What I most commonly hear from the AuDHDer’s in my life is the constant tension they are navigating. Part of them wanting structure and routine and thriving on it whilst simultaneously finding it boring and struggling implement or maintain it. This is the bit that I don’t often experience and the main reason why I haven’t thought very much about how/if ADHD is a bigger part of my mix. However, over the last couple of months (as I’ve been developing some training on neurodivergent wellbeing) I’ve been paying more attention to the different ways my neurodivergence show up and how I talk about it, to myself and others. Language is really important to me, and finding the right words to describe myself was a big part of how I processed my autism diagnosis.
I’ve started to wonder if there is more to my neurodivergence than I am currently aware of, if maybe I need to upgrade my description of my pick and mix to include a dash of ADHD. In this wondering is also the question of whether it matters. I have a complicated relationship with diagnosis and while I think labels can be incredibly helpful, I also know that they can be damaging. Most of the diagnostic criteria is based on a deficit model and focuses on what other people see rather than staying with our lived experiences as neurodivergent folks. As an adult who is self-employed, I get no benefit from the diagnosis I do have, and the process to get it was horrible. From this side, my diagnosis doesn’t mean much, but I remember how important it felt at the time.
My diagnosis was the ‘proof’ that I wasn’t just a bad person, that there was a reason I got so much wrong and found so many things hard. But once I had it, it’s power seemed to dissipate. I often talk to clients about the validity of self-identification and the barriers that stop many of us from ever seeking a diagnosis. What is important and helpful is knowing how our own brains work and using that knowledge to find ways of being that are helpful for us.

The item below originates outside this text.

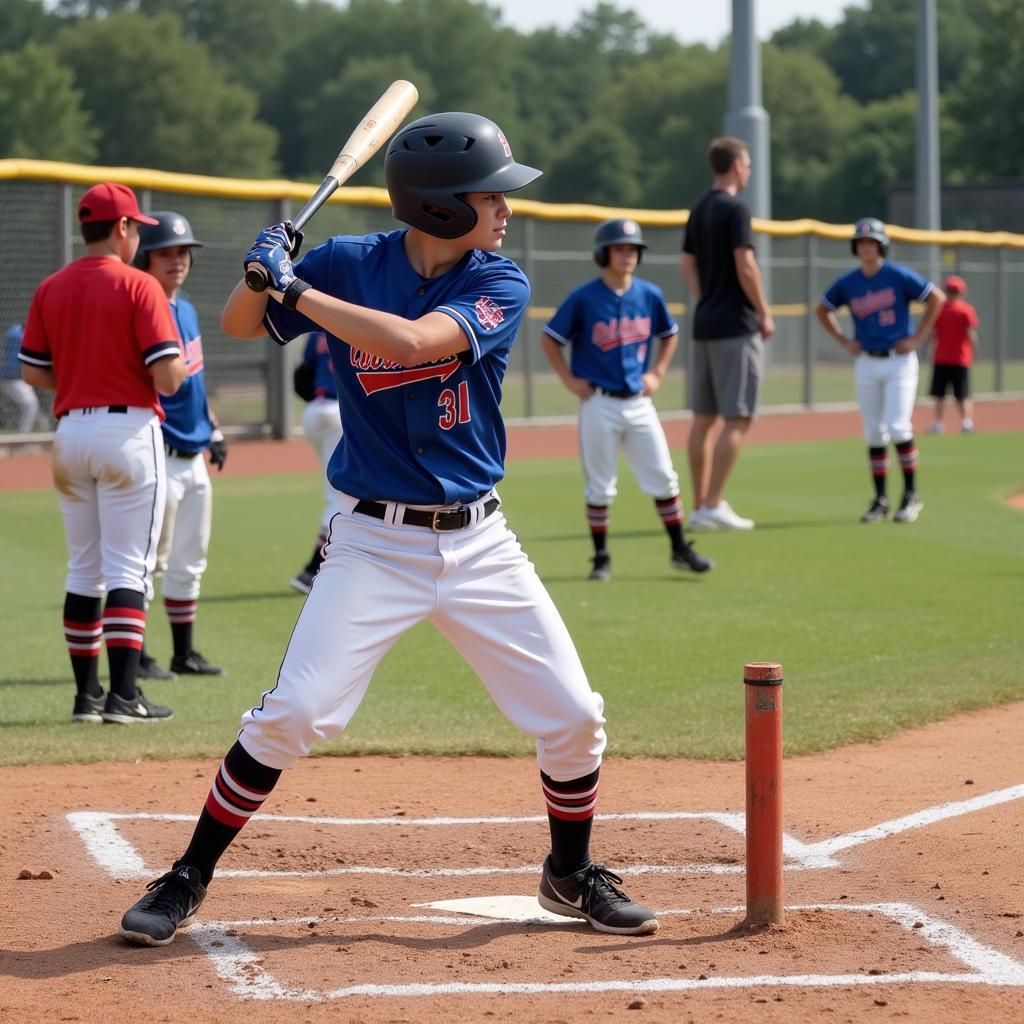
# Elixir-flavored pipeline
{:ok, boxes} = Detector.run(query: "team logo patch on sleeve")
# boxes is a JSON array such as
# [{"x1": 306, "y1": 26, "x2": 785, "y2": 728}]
[{"x1": 476, "y1": 295, "x2": 505, "y2": 331}]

If a label and a diagnosis help, that’s great, but if it doesn’t then that’s ok to. It’s the reason I love neurodivergence as a descriptor, it allows for the many ways my brain works without having to be pinned down to a single thing. For me it’s the same reason I identify as queer because it allows for change and flux and for my own definition of what my sexuality is, without having to fit into someone else’s category. It’s why I got so excited when I discovered Nick Walker’s1 work and the term neuroqueer which seemed to make space for so many parts of my identity and they way they exist together.
Maybe I should practice what I preach and instead of trying to label different parts of me I should just allow space for them and hold a gentle curiosity for they way they may show up at different times. Does it matter if it’s because I’m autistic or dyspraxic or ADHD? Or is it more important that I understand that my spikey profile isn’t static and that my needs can change? Naming the specific needs and understanding what drives them is more important and helpful to me than trying to group them together into specific categories which seems only to benefit other people who want to know which box to put me in.
I’m not a fan of boxes, so maybe I’ll stay in my pick and mix and focus on finding out as much as I can about the different flavours and what they mean for me. I’ve already found the language that works for me and I’ve given myself permission to live life designed to support me. At this point another label or diagnosis wouldn’t make a difference, but I might borrow some of the ADHD framework and resources that can help.
For now, I’ll stay with my neuroqueer pick and mix and look forward to tasting all the flavours it has to offer.
How do you think about your neurodivergence? What language works for you?